Das hat konkrete Auswirkungen auf das Leben in den Gemeinden. Jede Familie, jede Gruppe, jeder Kirchort praktiziert kirchliches Leben, steht in Verbindung mit dem Geist Gottes – unabhängig davon, wie weit entfernt der Pfarrer wohnt.
Aber, mal ehrlich: Wie oft wird in Kirchengemeinden oder anderen Gruppen gefragt: Wie und wo möchtest du dich ins Gemeindeleben einbringen? Eher selten. Meistens heißt es doch: Wer macht das oder das? Was davon darf es sein? Das bedeutet ja nicht im Umkehrschluss, dass Gemeindeleben nur noch aus einem „Wunschkonzert“ besteht. Aber bei mehr Eigeninitiative der Einzelnen kommt wahrscheinlich mehr Freude auf.
Die Kirche wird als das Haus Gottes auf Erden bezeichnet. Um im Bild zu bleiben: Wer lebt gern in einem Haus, das nicht behaglich ist? Es stimmt: Das Fundament allen kirchlichen Handelns ist Jesus Christus und seine Botschaft. Auch der Rohbau, die Mauern sind unverzichtbar, sie geben dem Haus Halt. Sie haben also die Funktion, die Strukturen im Gebilde der Kirche haben. Aber damit es lebenswert im Haus wird, braucht es Dach, Fens-ter, Türen und die Innenausstattung – und Menschen.

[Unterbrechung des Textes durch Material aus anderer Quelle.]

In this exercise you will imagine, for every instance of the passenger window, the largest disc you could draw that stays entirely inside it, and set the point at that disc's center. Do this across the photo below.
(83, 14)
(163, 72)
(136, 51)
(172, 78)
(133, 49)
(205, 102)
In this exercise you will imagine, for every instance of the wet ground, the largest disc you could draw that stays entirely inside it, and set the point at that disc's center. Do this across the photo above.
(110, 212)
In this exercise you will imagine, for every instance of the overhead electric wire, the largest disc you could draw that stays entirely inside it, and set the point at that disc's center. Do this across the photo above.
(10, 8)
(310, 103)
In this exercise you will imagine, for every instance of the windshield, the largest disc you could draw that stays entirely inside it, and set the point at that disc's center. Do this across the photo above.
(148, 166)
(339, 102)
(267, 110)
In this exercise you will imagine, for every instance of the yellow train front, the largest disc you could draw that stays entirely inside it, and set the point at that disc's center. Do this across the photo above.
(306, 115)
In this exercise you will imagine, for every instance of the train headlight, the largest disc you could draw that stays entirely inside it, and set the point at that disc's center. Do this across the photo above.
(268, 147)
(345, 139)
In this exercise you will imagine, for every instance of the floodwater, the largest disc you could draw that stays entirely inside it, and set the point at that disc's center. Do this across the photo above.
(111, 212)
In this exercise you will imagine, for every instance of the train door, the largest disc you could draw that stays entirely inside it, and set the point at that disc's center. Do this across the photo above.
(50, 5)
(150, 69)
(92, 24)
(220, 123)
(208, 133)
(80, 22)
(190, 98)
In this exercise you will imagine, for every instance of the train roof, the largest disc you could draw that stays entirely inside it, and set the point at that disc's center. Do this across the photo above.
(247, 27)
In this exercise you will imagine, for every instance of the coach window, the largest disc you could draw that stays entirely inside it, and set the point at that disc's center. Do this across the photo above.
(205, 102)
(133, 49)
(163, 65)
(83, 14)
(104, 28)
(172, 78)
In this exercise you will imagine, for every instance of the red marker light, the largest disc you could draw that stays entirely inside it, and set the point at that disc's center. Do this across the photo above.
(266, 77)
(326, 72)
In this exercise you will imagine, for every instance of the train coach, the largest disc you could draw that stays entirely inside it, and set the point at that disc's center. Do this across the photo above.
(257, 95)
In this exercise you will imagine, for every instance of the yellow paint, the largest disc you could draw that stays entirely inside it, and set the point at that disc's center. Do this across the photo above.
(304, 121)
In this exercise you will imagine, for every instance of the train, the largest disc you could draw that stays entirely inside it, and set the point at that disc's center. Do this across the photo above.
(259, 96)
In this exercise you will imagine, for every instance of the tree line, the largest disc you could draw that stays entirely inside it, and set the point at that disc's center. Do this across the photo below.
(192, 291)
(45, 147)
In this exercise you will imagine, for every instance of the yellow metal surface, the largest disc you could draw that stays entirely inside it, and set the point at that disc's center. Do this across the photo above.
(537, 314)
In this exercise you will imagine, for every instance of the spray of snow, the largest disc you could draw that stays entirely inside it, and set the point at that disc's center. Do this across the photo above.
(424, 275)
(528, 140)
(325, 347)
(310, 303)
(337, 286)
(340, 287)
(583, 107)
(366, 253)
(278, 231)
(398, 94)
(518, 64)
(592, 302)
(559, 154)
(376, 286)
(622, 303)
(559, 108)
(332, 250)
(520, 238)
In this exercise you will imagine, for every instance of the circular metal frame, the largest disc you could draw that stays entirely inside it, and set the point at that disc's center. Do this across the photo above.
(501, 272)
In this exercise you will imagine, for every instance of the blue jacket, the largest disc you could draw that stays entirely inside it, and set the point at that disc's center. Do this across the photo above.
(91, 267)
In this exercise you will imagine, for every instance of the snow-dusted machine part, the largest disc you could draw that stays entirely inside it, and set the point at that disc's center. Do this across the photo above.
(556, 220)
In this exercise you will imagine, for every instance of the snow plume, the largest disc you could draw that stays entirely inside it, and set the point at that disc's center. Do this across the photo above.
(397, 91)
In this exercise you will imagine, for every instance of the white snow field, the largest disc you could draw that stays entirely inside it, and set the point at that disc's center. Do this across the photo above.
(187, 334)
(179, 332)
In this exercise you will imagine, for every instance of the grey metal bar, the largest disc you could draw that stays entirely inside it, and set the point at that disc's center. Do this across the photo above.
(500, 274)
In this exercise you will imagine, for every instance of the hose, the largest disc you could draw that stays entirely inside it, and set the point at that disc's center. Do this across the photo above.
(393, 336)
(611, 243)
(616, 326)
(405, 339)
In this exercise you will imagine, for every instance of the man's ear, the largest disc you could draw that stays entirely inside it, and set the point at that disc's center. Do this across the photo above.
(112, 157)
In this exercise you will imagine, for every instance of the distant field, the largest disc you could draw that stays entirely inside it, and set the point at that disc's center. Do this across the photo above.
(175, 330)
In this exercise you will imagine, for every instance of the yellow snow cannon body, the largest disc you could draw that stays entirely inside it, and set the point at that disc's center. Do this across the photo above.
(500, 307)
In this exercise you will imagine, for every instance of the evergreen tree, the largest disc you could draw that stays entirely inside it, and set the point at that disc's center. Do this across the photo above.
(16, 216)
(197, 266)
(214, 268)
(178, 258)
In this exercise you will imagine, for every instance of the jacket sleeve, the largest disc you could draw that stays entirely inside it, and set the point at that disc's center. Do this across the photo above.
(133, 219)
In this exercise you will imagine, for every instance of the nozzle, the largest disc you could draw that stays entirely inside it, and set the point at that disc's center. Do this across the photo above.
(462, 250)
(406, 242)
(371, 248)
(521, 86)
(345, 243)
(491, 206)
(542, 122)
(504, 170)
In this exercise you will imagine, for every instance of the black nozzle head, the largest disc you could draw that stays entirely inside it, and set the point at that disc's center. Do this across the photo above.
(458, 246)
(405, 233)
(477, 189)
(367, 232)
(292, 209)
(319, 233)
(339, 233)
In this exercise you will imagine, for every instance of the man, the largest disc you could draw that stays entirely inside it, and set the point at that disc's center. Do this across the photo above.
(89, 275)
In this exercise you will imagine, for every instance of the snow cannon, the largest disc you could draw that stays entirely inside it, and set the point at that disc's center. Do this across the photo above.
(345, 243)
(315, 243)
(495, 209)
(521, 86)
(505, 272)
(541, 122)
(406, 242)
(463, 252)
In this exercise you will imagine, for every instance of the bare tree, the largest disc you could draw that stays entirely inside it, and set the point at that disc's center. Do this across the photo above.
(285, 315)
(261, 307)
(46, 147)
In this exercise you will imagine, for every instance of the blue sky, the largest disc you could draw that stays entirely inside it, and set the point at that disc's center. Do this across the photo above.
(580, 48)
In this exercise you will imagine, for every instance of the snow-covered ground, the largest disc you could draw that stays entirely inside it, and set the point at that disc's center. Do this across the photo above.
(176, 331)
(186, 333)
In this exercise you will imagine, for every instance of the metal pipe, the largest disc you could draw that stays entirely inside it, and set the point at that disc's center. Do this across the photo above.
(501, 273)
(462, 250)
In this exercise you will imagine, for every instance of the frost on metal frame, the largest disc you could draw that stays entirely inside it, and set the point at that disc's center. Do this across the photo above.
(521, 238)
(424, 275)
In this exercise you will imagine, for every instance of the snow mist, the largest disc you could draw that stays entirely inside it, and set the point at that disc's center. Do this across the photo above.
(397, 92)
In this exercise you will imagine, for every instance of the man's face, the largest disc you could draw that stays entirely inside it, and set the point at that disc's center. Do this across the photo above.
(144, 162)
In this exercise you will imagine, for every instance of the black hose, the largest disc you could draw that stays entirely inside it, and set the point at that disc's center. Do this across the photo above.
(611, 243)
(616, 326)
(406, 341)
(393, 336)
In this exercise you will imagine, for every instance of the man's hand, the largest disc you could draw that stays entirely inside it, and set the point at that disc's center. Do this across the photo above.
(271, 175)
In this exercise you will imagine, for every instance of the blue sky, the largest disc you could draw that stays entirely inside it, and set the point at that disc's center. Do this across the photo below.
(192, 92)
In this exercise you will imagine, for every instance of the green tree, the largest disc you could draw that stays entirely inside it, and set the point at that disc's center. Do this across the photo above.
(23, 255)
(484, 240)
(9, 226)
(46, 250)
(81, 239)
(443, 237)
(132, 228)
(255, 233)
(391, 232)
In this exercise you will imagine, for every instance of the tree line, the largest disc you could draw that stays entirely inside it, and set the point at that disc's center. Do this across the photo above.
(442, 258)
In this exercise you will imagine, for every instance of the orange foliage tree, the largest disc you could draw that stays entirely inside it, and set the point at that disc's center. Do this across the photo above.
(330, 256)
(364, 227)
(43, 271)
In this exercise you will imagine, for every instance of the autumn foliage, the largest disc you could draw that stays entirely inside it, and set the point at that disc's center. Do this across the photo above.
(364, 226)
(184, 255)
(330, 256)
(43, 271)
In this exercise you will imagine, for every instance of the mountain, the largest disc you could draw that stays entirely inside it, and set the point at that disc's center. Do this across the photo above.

Und: Der Rohbau ist noch da, wird aber durch Verputz und Innenausstattung überdeckt.

Jede(r) bringt eigene Fähigkeiten mit ein

Das Individuellste in Häusern ist die Innenausstattung, nicht so sehr das Mauerwerk. Auf die Kirche übertragen, lohnt es sich, stärker den Fokus auf die Entfaltung der jeweiligen Talente zu richten als auf die äußeren Strukturen. Der Ansatz sollte sein: Jede(r) bringt die Fähigkeiten mit ein, die er/sie hat. Wer gern handwerklich aktiv ist, kann in die Hände spucken. Wer sich gern mit anderen über den Sinn der Schrift austauscht, er ist willkommen. Wer gern Leute zum Lachen bringt, nur zu – die Botschaft ist eine frohe. Wer den Menschen lieber zuhört oder bei Streitereien vermittelt, der ist wertvoll für das Miteinander.
Darauf kommt es im letzten an. Und nicht, wie viele Priester oder Hauptberufliche auf 1000 Katholiken kommen. Und zu guter letzt: In diesem Veränderungsprozess können die Menschen auf die Hilfe des Heiligen Geistes bauen. Dessen „Wehen“ hängt nicht von der Pfarreigröße ab.